Tam, gdzie mieszkali Majowie

Gwatemala choć jest jednym z mniejszych państw Ameryki Środkowej ma wiele do zaoferowania. Można zatrzymać się na chwilę nad jednym z kilku wielkich jezior, udać się na plaże nad oceanem, wspinać się po górach czy wulkanach, a także odkrywać malownicze budowle Majów.

Podążając na północ kraju najlepiej udać się do miejscowości Flores. Jest to bardzo mała wyspa otoczona z każdej strony jeziorem Paten Itza, drugim co do wielkości jeziorem w Gwatemali. Znajdują się tam w zasadzie tylko hotele, restauracje i biura podróży, ale nie oznacza to, że można się tutaj nudzić. Wprost przeciwnie, wieczorami to miejsce tętni życiem, a w barach, pubach i restauracjach pojawiają się nie tylko turyści, ale także okoliczni mieszkańcy. W każdy weekend organizowany jest festyn z lokalnym jedzeniem, które można spróbować w zasadzie tylko tutaj.

Udając się dalej na północ dotrzemy do tajemniczego miejsca zwanego Tikal. Jest to potężny kompleks liczący ponad 60 km2 dobrze zachowanych budowli. Miejsce to uważane jest za dawną stolicę Majów. Całość ukryta jest w otulinie lasu deszczowego i w pierwszym momencie nic nie widać. Nic dziwnego, że ruiny odkryto dopiero pod koniec XIX wieku.

Kilkanaście minut spaceru i już jesteśmy na głównym placu, a wokół potężne budowle Majów. Wrażenie robi nie tylko ich ogrom, bo ich wysokości oscylują w granicach 40-65 m, ale także ilość budynków. Z każdej strony jakaś budowla, pomieszczenia czy wejścia.

Po dotarciu na szczyt jednej z budowli, zwanej Temple IV trzeba się na chwilę zatrzymać. Widok niczym z filmu, dookoła tylko lasy tropikalne, a my ponad nimi. Co jakiś czas widać szczyt kolejnej budowli. Dalej już widok po horyzont ograniczony jedynie przejrzystością powietrza. Teraz dopiero Tikal robi wrażenie, teraz dopiero widać jego ogrom.

Jak się okazuje kilka godzin na zwiedzenie wszystkich ruin to nie za dużo. Cały kompleks jest tak potężny, że odległości pomiędzy poszczególnymi budowlami to zawsze kilkanaście minut szybkiego marszu.

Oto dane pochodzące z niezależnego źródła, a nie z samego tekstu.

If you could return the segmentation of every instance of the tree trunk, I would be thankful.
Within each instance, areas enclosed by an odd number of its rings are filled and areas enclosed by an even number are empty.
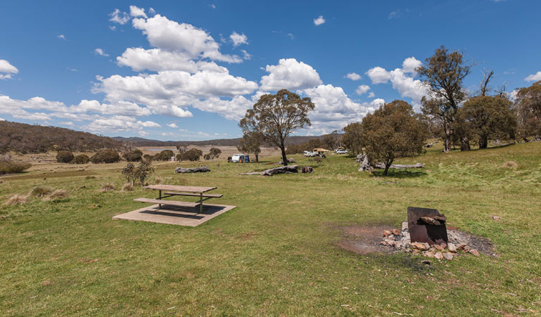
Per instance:
[[[287,156],[286,156],[286,146],[284,144],[284,141],[280,144],[280,149],[281,150],[281,161],[284,162],[284,166],[287,166]]]
[[[445,128],[445,141],[444,144],[444,152],[448,153],[451,151],[451,129],[449,128]]]
[[[486,135],[482,136],[479,139],[479,149],[486,149],[488,147],[488,137]]]

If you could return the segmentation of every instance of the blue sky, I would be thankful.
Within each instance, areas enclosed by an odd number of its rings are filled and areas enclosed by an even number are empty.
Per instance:
[[[511,93],[541,80],[541,2],[4,1],[0,118],[108,136],[241,135],[258,97],[312,98],[320,135],[425,93],[415,68],[441,45]],[[349,74],[349,75],[348,75]]]

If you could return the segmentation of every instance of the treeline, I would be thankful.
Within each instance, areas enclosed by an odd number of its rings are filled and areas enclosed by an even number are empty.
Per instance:
[[[286,139],[286,145],[300,144],[310,139],[320,139],[324,136],[293,136]],[[241,137],[236,139],[216,139],[206,141],[159,141],[157,139],[149,139],[142,137],[114,137],[112,139],[128,143],[135,147],[176,147],[178,144],[183,146],[209,146],[216,145],[218,147],[238,147],[241,143]]]
[[[57,127],[32,125],[0,121],[0,153],[21,154],[48,151],[92,151],[98,149],[123,147],[110,137]]]

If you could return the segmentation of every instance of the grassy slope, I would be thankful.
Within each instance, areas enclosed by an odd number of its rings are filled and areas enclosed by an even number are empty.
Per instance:
[[[502,168],[507,161],[518,168]],[[337,156],[312,175],[267,178],[237,175],[264,165],[211,163],[210,173],[190,175],[172,175],[175,163],[159,165],[156,175],[164,182],[215,185],[221,203],[238,206],[195,228],[112,220],[141,207],[133,198],[152,196],[98,192],[123,182],[121,164],[93,170],[95,179],[78,172],[6,178],[2,200],[38,184],[71,196],[0,209],[8,216],[0,219],[0,312],[541,313],[541,142],[449,154],[435,149],[401,160],[415,161],[426,168],[387,178],[358,173],[351,158]],[[409,255],[360,256],[335,246],[339,226],[398,226],[408,206],[439,209],[454,225],[491,239],[499,257],[425,267]]]

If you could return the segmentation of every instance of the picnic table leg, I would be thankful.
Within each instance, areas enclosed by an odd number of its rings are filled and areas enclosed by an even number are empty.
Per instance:
[[[162,189],[158,190],[158,199],[162,199]],[[162,209],[162,204],[158,204],[158,209]]]
[[[203,193],[199,193],[199,213],[203,213]]]

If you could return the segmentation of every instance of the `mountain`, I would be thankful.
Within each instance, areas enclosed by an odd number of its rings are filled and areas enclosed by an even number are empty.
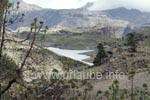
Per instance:
[[[45,25],[48,25],[49,28],[80,28],[80,31],[82,31],[81,28],[91,29],[92,27],[98,26],[96,30],[92,29],[92,31],[90,30],[89,32],[100,34],[114,33],[115,36],[121,37],[129,22],[120,19],[112,19],[103,12],[89,11],[88,8],[92,5],[93,3],[87,3],[85,6],[79,9],[55,10],[42,9],[40,7],[29,5],[23,1],[20,1],[20,11],[25,12],[24,22],[14,24],[11,26],[11,28],[17,29],[18,27],[30,26],[33,19],[37,17],[39,20],[43,21]],[[101,30],[101,28],[103,29]],[[115,30],[115,32],[112,30]],[[87,33],[87,31],[85,30],[83,33]]]
[[[42,9],[39,6],[32,5],[32,4],[27,4],[23,0],[11,0],[11,1],[14,4],[16,4],[17,2],[20,3],[20,5],[19,5],[19,12],[27,13],[27,12],[37,11],[37,10],[41,10]]]
[[[122,19],[138,26],[150,22],[150,13],[142,12],[137,9],[126,9],[123,7],[103,11],[108,13],[111,18]]]
[[[94,5],[94,2],[88,2],[86,5],[84,5],[80,9],[88,9],[88,8],[92,7],[93,5]]]

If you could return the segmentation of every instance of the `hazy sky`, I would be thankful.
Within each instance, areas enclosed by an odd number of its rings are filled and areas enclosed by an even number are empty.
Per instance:
[[[79,8],[88,2],[94,2],[90,10],[106,10],[117,7],[139,9],[150,12],[150,0],[24,0],[30,4],[36,4],[43,8],[71,9]]]

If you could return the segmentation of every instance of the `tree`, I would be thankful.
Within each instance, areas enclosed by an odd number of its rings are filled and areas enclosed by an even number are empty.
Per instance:
[[[20,43],[20,41],[15,41],[15,40],[11,40],[11,39],[6,39],[6,27],[8,27],[9,25],[12,25],[14,23],[18,23],[18,22],[22,22],[22,19],[24,17],[24,14],[20,14],[20,13],[15,13],[15,15],[12,15],[12,11],[14,9],[18,10],[19,9],[19,2],[17,2],[16,7],[14,7],[13,3],[9,2],[8,0],[1,0],[0,1],[0,39],[1,39],[1,44],[0,44],[0,67],[4,69],[6,69],[6,65],[4,65],[4,53],[3,53],[3,47],[5,45],[5,42],[10,40],[10,41],[14,41],[16,43]],[[15,11],[16,11],[15,10]],[[14,83],[18,82],[18,80],[21,80],[21,74],[23,72],[23,68],[26,64],[26,61],[32,51],[35,39],[36,39],[36,35],[40,32],[41,28],[43,26],[43,22],[39,22],[37,18],[34,19],[33,23],[31,24],[31,32],[29,32],[29,34],[32,34],[33,36],[33,40],[31,40],[31,44],[29,49],[26,52],[25,57],[23,58],[23,61],[21,62],[20,66],[17,66],[17,69],[15,69],[16,75],[14,75],[13,78],[9,79],[9,80],[5,80],[7,81],[5,84],[5,86],[2,88],[2,85],[0,84],[0,99],[2,97],[3,94],[5,94]],[[21,41],[24,42],[24,41]],[[5,57],[7,58],[7,57]],[[12,62],[13,60],[5,60],[6,63],[9,63],[10,61]],[[1,66],[2,65],[2,66]],[[9,66],[13,66],[9,65]],[[11,69],[9,69],[9,71],[12,71]],[[2,71],[2,74],[5,73],[4,71]],[[2,76],[3,77],[3,76]],[[0,80],[1,81],[1,80]]]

Na każdym rozwidleniu dróg umieszczone są drogowskazy.

Tikal to jednak nie tylko budowle, ale także otaczające go lasy i zwierzęta. Można je spotkać na każdym kroku. Na szczęście nie są to jaguary przed którymi trzeba uciekać:)

Choć mrówkom woleliśmy nie wchodzić w drogę, bo miały przewagę – było ich więcej…

Miejsce, gdzie ludzie stają się bogami..

Prekolumbijskie Teotihuacan w języku nahuatl znaczy „miejsce, gdzie ludzie stają się bogami”. Miasto zbudowane przez olbrzymów „Quinametin”, którzy według legendy mieli żyć przed pojawieniem się ludzi i zginąć podczas wielkiej katastrofy. Susza, walka wewnętrzna czy też epidemia? Do dziś nie znamy przyczyny dlaczego tak potężne miasto, które zostało założone w latach 100 p.n.e. i miało duży wpływ na kulturę, handel i architekturę znaczącej części starożytnego Meksyku, nagle zostało opuszczone. Niewiele także wiemy o jego mieszkańcach. Szacuje się, iż w czasach swojej świetności w latach 350-650 n.e. zamieszkiwało je ok 200.000 osób.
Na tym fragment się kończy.